Airbag : 80 % de PDM
Pour une machine de type monopli, les tarifs s'échelonnent entre 100 000 et 150 000 euros, le modèle de découpe multiplis est facturé entre 150 000 et 300 000 euros, tandis que les versions réservées au cuir se commercialisent de 250 000 à 400 000 euros pièce. Soit "10 à 15 % plus chers que la concurrence", admet la direction. "Il faut souligner que nous avons un taux d'erreur qui avoisine les 0 %, se défend Daniel Harari, ce qui n'est pas négligeable au vu du coût des matières premières, en ce moment". Lectra annonce une économie de 10 %. "Le retour sur investissement est environ le prix de la machine chaque année", expose le directeur. Un gain substantiel.
Autre marché d'importance pour Lectra : les airbags. La société affiche un taux de pénétration de 80 % sur le segment à l'échelle mondiale grâce à sa technique de découpe au laser (ou One Piece Woven). "C'est une méthode plus fiable que celle dite du couteau", affirme-t-on chez Lectra et qui, là aussi, minimise le taux d'erreur. Comme pour les textiles recouvrant les sièges, la découpe d'airbag dans la matière brute fait appel à une vision scanner dont le but est de contrôler et d'ajuster en conséquence la trajectoire. Et Daniel Harari de nuancer le succès : "Notre activité est en recul depuis le début de la récession car nos clients ralentissent leur production. Ce qui est dommageable du fait que les airbags représentent 1/3 de la branche automobile".

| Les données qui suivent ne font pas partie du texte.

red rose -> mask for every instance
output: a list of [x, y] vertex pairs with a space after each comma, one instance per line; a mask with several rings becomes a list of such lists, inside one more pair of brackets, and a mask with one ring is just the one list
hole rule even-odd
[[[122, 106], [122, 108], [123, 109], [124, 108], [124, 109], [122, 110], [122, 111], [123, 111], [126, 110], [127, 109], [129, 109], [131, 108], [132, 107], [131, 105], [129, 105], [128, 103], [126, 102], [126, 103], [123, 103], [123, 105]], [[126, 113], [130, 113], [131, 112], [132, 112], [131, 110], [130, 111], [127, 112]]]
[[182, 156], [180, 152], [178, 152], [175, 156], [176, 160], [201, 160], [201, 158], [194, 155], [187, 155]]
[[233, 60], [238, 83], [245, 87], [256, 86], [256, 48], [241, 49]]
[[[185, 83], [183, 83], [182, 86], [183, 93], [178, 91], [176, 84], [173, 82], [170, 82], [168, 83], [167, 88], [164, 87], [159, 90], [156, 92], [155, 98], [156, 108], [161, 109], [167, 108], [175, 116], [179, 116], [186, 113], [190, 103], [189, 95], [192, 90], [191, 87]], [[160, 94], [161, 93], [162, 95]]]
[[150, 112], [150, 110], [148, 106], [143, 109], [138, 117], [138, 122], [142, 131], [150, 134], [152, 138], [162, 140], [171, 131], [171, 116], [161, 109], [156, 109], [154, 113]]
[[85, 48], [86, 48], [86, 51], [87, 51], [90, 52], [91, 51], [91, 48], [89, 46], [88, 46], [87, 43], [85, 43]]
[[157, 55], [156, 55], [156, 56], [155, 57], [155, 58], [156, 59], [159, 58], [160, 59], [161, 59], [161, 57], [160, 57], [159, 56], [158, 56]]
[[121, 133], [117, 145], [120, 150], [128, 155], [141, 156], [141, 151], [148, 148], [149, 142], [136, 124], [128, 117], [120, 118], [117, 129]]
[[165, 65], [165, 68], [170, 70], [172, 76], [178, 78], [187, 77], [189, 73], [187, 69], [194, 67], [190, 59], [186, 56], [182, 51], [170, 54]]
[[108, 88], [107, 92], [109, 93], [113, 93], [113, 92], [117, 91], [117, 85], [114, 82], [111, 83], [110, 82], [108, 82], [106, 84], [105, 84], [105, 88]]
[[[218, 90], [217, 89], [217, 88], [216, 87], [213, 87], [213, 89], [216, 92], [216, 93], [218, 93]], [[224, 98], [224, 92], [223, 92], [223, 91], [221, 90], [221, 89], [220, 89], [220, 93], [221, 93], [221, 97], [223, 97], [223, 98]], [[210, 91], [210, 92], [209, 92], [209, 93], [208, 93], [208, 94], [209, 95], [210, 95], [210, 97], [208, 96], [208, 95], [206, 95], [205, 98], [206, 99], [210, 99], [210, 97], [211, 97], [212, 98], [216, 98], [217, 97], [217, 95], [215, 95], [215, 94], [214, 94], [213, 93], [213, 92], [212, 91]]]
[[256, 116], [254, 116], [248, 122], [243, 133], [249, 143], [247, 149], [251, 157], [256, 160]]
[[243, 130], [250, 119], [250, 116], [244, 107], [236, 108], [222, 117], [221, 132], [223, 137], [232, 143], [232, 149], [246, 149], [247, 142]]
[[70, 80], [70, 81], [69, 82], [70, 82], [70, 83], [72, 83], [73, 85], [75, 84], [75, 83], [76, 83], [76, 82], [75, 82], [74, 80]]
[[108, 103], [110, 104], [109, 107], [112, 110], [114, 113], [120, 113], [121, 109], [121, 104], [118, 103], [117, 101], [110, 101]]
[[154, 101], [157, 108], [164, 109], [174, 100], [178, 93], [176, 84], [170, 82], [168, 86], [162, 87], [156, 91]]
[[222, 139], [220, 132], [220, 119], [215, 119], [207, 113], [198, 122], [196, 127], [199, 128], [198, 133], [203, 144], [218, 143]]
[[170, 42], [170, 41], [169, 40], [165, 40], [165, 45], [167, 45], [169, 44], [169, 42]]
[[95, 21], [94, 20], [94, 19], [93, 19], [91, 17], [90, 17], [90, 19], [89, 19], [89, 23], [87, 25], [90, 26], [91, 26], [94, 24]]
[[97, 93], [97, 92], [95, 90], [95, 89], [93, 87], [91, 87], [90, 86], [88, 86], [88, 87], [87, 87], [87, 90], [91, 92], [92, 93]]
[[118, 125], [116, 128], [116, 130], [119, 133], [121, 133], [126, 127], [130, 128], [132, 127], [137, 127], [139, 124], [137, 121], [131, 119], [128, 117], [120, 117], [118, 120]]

Lectra se dit en avance technologique. "Notre machine, commercialisée en 2007, a 5 ans d'avance sur le marché", répète Daniel Harari. En 2008, il a réalisé 18 millions d'euros de chiffre d'affaires et pour préserver cet écart avec ses compétiteurs, il consacrera 9% de cette valeur à la R&D. "Nous souhaitons asseoir notre position", confirme le directeur.